Unlimited vacation doesn’t seem to be working for businesses much bigger than startups.
For example, Tribune Publishing rescinded its unlimited vacation policy only a week after it was implemented because of employee complaints. The concern? They did not want to stand out as “the do-nothing” who took too many vacation days.
Since then, commentators have declared that unlimited vacation is “awkward,” “too much of a good thing,” and “a failure.” And the criticism is valid: why provide this vacation policy if employees aren’t going to use it?
The Society for Human Resource Management notes that only 1% of companies offer unlimited vacation days. These companies include Netflix, Groupon, Evernote, Hubspot, and my own company, Capterra, an online directory of business software. And, like these other companies, we have seen nothing but success with an unlimited vacation policy. The reason why unlimited vacation isn’t working at larger companies is not an inherent problem with unlimited vacation itself—it’s a problem of culture. Create a culture where high performance is met with high freedom, and an unlimited vacation policy can scale to most major companies.
We launched an unlimited vacation policy at the beginning of last year. Before the switch, we offered our employees three weeks paid vacation (which grew to four in their third year) and 10 paid holidays. Our incentive to switch was two-fold: Firstly, we had just bought attendance-tracking software to monitor our employees’ vacation days as many growing companies are wont to do.
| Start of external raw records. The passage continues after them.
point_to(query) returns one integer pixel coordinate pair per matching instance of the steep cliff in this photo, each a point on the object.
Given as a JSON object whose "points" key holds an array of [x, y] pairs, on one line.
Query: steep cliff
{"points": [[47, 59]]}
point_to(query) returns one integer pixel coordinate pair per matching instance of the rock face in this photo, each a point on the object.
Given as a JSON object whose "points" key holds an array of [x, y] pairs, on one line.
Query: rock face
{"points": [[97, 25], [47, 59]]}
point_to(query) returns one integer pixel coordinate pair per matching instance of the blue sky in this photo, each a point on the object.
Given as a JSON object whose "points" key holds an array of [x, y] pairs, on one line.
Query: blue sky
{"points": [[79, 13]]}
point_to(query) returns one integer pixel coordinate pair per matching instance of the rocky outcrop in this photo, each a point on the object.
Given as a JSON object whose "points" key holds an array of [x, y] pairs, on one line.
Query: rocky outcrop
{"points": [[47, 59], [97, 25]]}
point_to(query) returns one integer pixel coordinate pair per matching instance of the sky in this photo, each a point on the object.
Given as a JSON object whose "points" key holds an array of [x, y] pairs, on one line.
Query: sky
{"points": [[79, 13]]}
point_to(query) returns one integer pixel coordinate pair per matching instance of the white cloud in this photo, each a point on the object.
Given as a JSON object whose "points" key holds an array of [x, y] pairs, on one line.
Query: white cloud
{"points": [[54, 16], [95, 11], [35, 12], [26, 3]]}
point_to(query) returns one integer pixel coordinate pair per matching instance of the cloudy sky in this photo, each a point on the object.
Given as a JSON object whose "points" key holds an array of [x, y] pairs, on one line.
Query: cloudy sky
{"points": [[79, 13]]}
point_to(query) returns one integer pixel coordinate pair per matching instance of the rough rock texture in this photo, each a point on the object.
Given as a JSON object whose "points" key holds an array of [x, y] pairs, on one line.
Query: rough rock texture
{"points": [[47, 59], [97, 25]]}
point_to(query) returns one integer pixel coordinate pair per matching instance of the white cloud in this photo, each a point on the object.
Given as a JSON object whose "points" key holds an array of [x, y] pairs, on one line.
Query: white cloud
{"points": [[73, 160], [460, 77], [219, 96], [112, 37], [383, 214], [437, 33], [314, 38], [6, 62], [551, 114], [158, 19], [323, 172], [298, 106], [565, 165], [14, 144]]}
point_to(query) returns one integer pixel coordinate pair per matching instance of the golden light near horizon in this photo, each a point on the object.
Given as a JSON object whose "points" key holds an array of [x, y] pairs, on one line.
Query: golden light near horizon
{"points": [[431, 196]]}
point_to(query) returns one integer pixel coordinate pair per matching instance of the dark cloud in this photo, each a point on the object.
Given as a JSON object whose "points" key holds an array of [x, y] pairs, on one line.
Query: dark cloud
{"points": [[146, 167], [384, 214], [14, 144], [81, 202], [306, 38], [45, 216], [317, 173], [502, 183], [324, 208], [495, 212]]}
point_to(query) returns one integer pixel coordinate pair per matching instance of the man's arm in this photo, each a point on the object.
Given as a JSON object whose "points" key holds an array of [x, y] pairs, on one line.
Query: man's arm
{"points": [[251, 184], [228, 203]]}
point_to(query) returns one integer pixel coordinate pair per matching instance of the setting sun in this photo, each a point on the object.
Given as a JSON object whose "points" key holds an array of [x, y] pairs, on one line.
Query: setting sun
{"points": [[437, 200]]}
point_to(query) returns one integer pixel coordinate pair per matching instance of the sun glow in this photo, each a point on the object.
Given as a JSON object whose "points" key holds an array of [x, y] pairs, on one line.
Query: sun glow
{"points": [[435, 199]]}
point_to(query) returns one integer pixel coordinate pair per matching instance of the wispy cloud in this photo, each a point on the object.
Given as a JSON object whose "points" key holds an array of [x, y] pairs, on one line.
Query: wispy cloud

Immediately after implementing the software company-wide, I felt the software’s inherently bureaucratic nature clash with Capterra’s startup culture. I hit the abort button, and started to think more critically about what we wanted from a vacation policy.
Americans are not good at taking vacation. A study from Glassdoor reports that American employees only take 51% of their available time off—and 15% take no time off at all. And these statistics are not good for business; studies have shown again and again that vacations are intimately tied to higher productivity, workplace morale, and employee retention. We decided to give our employees the ability to use their best judgment and take as much vacation as they decided they needed, when they needed it. Following in the footsteps of Netflix, we took a leap of faith and implemented the unlimited policy.
Our first year was hands-down a success.
We require everyone to post their days off in a company-wide GoogleDoc for the primary purposes of planning and communication. People need to know if someone else is taking a day off if they are working on something together. From this information, we could both make sure people are taking time off as well as to see if people were “taking advantage” of it. According to our own data, an employee that’s been with the company for a year or more takes an average of 24.5 days off, including holidays, and 0.9 sick days during the year. The holidays that most everybody at the company takes are New Year’s, July 4th, Labor Day, Thanksgiving (two days), and Christmas. Half the company takes Memorial Day off. The rest of the federal holidays are taken by about a third to a quarter of employees.
In other words, our employees take far fewer sick days than the nation’s average (eight days) and actually use their vacation time. I couldn’t be more thrilled. And our success can be replicated in any industry—from tech to hospitality to manufacturing—given that the industry isn’t schedule-driven (like law, education, and retail). The trick is to strike at the root: company culture.
First, establish trust between employees. At Capterra, we don’t clock our employees in and out; some employees arrive prior to 7am and others arrive after 10am, but we trust our employees to put in the time to get their work done. By focusing on “great results” as opposed to “face time,” Capterra has grown its revenue for each of its 15 years, this past year being our most impressive with over 80% growth.
Next, treat your employees like adults. Forcing employees to take vacation—or discouraging them from doing so—is juvenile at best. I have taken the position that if a policy (like unlimited vacation) applies to me as CEO, it can apply to the whole company. The expectation to be responsible doesn’t stop at the C-Suite.
Finally, realize that your employees are much more than resources; treat them as such. Allow them the flexibility to dedicate their creative energy to the company. Let them take on new projects to benefit the company—and listen when they say they need time to recharge. It may very well be the source of your next major business innovation.
Unlimited vacation policies can work for most companies that have a cultural foundation in high freedom and high responsibility. After so many wasted vacation days in this country, your employees deserve the break.